Applying the One-to-One-Based Optimizer (OOBO) Algorithm for One-Dimensional Inversion Modeling of Magnetotellurics Data

Magnetotellurics (MT) is a geophysical method used to study subsurface structures based on resistivity properties. Inversion modeling in MT is crucial to reconstructing subsurface resistivity distributions from observed data. However, traditional inversion methods often face challenges such as computational complexity, local minimum traps, and dependence on initial models. This study proposes a novel one-dimensional (1-D) MT inversion approach using a One-to-One-Based Optimizer (OOBO) algorithm. OOBO efficiently explores the solution space using information from all population members, reducing the risk of local minima and improving accuracy. The proposed method was tested on synthetic MT data with added noise 5\% using a four-layer resistivity model (Model 1) and a five-layer resistivity model (Model 2).
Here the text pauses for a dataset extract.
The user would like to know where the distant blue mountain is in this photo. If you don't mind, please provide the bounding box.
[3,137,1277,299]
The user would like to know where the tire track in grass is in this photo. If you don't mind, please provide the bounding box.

The results showed the best resistivity reconstructions with a percentage root mean square error (RMSE) value of 5.98\% for Model 1 and 6.40\% for Model 2, demonstrating superior accuracy compared to traditional methods such as Occam’s inversion. The algorithm was also applied to field data, demonstrating its ability to efficiently explore model spaces, even when the number of layers is unknown. OOBO's stochastic nature enables the consideration of model uncertainty, providing more consistent solutions compared to probabilistic approaches such as rj-McMCMT, with smaller uncertainty ranges. This study highlights the potential of OOBO to improve the accuracy and efficiency of MT inversion, demonstrating its broad applicability to complex geophysical problems.